There: A workable, if not exactly elegant, solution to your problem, one built entirely in Airtable, without need for third-party middleware.

-Notes ----------------

  1. For instance, in the demonstration base that accompanies this reply, whenever a Person’s record is updated to show what Size (e.g., S, M, MT) he or she wears of a certain clothing Type (e.g., Men’s Sweatshirt, Women’s Shorts), a quick sanity check is run to make sure the specified Size is valid for that Type.
  2. I was blessed with very clean data, since it consists of 1000 uniform records created by fakenamegenerator.com (less five, that is, to stay below the 1,000-record limit on free accounts); I also didn’t have to contend with titles or suffixes. If yours isn’t so clean, doesn’t come prepackaged into orderly FirstName/M.I./LastName chunks, or if your existing base contains occasional, unpredictable inclusion of titles, prefixes, or suffixes, you’ll need to scrub it a bit. You can find a set of routines designed for name processing here.
  3. This implementation allows for each given name/surname pair to be duplicated once; should your client list contain, say, a suspicious number of 'John Doe’s, you’ll have to change ‘DupeOK’ to a text or number field and enter a unique deduplication value for each. I recently modified the demo base to support an unlimited number of permitted duplicates per given name/surname pair, so this limitation no longer applies.

#4

While I’m reluctant to suggest this, I have put together a method of identifying potential duplicates within an existing base. With a 1,000-record test base, response sometimes lags to the point of nearly being unusable – but given the task is one that will typically be performed only once, for some the tradeoff may be acceptable. (After the base has been cleansed of duplicates, the duplicate detection routines shown earlier can be used to keep the base duplicate-free.)


#5

hi I just wanted to say I found this post helpful

I use to it to detect duplication upon data entry, but when I actually need to clean up data duplicates, I use another solution

An easy way to combat duplicates in bulk is to take your column A values (primaryKeys) and sort “A-Z”

Copy all column A values into excel

  1. Highlight all values pasted
  2. Home → Conditional Formatting → HighlightCellRules → Duplicatevalues

Any duplicate values found are going to be next to each other, since its A-Z sorted

Jot down on a piece of paper what row numbers have duplicates

Go back to airtable, reference the row numbers, manually fix the duplicates (e.g. decide which data needs to be merged, duplicates need to be removed, etc)

Ideally if you were employing good database practices, there shouldn’t be that many duplicates anyhow.

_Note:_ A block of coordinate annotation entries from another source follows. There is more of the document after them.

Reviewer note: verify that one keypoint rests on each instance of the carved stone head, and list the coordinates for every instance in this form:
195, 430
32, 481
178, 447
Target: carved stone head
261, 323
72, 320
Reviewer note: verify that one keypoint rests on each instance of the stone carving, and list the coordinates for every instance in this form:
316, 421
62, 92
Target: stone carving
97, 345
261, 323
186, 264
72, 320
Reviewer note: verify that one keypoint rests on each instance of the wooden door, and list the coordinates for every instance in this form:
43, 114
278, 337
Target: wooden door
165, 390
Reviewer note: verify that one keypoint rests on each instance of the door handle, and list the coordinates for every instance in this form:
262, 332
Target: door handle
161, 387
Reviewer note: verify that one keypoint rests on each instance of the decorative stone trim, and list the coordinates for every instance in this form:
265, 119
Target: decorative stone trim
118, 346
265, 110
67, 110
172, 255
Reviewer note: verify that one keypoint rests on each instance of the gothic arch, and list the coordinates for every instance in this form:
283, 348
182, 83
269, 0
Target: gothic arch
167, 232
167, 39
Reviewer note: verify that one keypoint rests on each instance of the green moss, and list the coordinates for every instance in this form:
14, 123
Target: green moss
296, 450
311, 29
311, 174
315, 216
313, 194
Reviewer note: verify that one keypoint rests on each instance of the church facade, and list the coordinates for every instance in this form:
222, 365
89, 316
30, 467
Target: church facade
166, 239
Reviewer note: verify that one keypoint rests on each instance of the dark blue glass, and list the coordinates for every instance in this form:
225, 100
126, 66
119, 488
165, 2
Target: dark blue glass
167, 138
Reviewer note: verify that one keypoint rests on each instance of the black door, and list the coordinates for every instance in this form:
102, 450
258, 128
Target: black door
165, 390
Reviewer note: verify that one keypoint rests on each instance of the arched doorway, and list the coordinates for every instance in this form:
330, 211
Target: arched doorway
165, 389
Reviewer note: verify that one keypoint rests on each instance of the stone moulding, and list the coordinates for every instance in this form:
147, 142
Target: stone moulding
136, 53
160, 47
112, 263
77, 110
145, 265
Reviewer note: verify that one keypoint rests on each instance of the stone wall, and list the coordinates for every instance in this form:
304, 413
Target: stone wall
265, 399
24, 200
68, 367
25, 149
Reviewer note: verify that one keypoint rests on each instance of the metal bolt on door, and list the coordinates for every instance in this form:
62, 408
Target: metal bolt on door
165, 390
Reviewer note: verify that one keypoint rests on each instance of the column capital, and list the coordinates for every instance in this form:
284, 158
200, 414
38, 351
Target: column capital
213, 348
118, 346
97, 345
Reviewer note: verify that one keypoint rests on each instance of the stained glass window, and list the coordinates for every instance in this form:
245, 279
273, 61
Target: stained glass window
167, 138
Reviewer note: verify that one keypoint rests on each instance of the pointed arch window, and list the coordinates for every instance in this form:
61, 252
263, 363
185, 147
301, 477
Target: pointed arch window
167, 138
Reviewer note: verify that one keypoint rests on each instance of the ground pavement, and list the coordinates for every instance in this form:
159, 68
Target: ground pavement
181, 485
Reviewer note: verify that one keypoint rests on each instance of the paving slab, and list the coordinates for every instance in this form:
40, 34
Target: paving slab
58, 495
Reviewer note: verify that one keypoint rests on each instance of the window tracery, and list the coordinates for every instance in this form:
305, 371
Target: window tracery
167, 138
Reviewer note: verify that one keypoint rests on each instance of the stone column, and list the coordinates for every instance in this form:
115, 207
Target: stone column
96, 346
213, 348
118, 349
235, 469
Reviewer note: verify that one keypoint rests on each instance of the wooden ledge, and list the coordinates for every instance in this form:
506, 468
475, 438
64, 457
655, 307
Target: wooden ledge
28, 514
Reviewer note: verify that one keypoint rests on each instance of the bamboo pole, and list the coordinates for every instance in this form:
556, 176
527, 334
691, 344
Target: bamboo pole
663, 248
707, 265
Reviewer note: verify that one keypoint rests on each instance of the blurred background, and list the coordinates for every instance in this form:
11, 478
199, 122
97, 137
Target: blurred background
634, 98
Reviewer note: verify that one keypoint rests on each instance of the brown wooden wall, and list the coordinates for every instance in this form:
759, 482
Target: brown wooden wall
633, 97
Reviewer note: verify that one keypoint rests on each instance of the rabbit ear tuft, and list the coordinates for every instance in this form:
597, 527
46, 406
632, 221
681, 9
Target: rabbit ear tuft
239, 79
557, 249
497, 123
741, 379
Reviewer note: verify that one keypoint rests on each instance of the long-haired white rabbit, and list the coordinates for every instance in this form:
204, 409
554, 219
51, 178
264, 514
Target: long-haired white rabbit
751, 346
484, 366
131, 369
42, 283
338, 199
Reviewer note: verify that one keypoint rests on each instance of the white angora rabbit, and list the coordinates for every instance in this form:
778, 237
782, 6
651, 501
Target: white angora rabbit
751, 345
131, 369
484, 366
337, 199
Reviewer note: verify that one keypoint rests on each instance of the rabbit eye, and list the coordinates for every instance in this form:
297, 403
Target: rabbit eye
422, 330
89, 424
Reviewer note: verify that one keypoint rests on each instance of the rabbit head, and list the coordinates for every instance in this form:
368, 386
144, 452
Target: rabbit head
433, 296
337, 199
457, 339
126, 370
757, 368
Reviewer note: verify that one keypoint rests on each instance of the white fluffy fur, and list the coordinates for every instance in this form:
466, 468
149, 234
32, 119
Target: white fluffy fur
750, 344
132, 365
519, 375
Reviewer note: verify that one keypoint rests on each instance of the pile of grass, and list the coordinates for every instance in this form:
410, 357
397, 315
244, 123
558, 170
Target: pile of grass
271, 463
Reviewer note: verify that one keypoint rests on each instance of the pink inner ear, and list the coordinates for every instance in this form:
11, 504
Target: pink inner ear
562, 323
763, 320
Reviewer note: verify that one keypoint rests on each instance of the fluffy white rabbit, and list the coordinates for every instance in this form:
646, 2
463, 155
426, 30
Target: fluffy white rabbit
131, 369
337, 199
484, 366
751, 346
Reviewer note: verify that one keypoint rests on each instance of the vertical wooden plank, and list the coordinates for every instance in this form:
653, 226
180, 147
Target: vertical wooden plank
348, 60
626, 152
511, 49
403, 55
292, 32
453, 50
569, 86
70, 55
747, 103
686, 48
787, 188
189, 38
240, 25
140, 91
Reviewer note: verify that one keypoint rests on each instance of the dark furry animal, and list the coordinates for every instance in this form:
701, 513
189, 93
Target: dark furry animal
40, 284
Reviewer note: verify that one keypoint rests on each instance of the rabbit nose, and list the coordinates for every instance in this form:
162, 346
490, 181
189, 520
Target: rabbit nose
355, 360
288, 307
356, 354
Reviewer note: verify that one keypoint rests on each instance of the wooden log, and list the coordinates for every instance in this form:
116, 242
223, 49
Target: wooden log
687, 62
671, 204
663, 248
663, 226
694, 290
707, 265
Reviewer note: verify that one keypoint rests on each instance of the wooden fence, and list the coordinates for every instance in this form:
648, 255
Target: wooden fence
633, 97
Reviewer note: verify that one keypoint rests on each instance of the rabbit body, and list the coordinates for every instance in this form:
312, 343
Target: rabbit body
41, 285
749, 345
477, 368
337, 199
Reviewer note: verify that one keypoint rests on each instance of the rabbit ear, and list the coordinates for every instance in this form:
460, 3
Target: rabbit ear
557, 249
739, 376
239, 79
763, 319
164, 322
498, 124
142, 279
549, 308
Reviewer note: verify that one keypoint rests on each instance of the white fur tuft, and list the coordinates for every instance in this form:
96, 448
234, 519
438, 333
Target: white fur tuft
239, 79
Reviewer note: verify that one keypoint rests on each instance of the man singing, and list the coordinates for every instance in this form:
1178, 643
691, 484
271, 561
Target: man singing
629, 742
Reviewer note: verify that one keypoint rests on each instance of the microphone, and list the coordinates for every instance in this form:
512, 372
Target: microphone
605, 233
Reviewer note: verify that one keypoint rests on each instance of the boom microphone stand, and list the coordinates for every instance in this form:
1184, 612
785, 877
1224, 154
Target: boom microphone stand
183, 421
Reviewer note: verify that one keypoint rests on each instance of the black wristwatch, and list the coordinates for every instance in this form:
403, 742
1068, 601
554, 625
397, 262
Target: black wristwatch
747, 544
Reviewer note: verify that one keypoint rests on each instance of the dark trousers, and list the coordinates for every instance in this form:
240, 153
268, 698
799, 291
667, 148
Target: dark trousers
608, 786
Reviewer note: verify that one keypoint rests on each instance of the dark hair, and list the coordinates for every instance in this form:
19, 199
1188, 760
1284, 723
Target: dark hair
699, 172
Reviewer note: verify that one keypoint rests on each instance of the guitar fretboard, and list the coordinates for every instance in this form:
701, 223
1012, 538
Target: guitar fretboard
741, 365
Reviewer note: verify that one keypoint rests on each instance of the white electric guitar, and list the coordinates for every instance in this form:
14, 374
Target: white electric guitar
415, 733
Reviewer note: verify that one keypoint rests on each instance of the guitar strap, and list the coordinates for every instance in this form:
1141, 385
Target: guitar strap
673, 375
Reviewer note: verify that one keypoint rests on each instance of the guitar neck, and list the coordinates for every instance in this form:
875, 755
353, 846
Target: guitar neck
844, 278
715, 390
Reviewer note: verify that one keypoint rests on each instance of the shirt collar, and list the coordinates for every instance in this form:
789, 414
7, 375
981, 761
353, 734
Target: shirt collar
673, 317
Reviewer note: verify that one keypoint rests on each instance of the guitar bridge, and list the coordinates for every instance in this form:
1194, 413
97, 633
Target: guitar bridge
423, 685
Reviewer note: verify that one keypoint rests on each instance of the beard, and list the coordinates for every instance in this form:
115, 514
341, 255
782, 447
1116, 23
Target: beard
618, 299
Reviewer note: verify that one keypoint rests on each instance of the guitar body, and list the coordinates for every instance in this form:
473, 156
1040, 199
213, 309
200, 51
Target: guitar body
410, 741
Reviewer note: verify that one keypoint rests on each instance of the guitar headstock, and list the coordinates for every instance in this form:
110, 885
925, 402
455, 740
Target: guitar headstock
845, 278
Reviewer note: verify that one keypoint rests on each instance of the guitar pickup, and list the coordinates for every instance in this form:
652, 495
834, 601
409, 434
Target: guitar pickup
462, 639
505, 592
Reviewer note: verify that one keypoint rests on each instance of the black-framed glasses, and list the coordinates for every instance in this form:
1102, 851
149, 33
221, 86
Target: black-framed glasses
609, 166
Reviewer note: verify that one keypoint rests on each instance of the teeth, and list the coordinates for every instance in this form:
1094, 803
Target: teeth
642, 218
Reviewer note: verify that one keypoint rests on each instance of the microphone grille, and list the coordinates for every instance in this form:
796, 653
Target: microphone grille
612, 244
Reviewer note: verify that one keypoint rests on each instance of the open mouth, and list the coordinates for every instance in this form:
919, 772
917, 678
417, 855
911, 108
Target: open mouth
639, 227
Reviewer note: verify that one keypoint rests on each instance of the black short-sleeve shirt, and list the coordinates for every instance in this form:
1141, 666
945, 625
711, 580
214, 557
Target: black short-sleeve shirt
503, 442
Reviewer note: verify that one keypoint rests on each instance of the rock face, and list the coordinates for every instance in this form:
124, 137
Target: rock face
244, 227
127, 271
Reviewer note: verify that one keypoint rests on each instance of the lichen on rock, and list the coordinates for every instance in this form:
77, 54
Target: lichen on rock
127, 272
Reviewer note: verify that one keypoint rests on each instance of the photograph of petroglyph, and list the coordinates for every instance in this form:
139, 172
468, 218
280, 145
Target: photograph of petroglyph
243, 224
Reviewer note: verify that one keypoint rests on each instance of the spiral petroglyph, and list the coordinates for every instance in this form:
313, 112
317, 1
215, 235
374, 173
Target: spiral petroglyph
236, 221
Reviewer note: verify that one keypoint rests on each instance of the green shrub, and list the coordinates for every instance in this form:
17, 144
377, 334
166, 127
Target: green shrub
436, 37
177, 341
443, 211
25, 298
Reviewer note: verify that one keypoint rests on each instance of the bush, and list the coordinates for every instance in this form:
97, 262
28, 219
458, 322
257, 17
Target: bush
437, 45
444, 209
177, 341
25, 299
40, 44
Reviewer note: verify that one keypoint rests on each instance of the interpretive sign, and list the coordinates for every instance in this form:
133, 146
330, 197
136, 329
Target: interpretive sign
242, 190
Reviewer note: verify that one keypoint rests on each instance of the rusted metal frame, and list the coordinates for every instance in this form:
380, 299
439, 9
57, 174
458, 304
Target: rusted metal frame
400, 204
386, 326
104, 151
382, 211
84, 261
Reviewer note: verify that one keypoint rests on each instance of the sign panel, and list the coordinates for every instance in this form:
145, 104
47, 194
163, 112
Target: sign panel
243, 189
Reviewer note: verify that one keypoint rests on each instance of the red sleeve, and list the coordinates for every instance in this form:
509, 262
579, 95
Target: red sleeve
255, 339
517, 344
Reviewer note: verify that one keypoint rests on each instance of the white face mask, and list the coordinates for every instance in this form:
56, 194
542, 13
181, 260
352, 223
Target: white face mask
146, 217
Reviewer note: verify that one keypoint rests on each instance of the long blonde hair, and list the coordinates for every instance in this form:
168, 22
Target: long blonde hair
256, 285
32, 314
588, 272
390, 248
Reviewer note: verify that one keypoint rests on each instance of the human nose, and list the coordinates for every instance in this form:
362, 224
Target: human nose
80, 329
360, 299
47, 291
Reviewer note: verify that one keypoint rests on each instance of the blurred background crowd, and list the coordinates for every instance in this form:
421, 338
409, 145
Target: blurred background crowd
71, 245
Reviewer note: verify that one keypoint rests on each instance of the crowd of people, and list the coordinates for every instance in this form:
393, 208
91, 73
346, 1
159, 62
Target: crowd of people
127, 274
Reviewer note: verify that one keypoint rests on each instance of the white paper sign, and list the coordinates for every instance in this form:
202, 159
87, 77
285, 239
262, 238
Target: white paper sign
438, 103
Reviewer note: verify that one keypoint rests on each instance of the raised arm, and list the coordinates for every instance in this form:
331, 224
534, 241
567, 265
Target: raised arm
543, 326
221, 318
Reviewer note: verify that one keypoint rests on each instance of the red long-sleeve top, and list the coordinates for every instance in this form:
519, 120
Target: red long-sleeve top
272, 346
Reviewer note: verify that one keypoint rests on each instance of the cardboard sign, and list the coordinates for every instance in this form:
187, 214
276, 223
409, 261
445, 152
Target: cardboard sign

I had a bit of a hard time understanding all the things you wrote, but it made a lot more sense digging through the table and looking at the formulas and how everything was referenced. Then manually writing it myself into my table.

One way to disable dupeCheck if input lag is a problem is to just delete the “check” table field on your main table with :white_check_mark: on it, so none of the tables are linked.


#6

I recently created an updated version of my De-duplication Demo base that does away with the need to create a massive match field for each record. It seems to operate more crisply than the original; my guess is that it could be added to a working base without incurring a noticeable performance penalty.


Help With Staging A Base
#7

This might be relevant to some of the folks in this thread: our deduplication block is currently in beta right now! You can use it to delete duplicate records or merge individual fields from duplicate records together.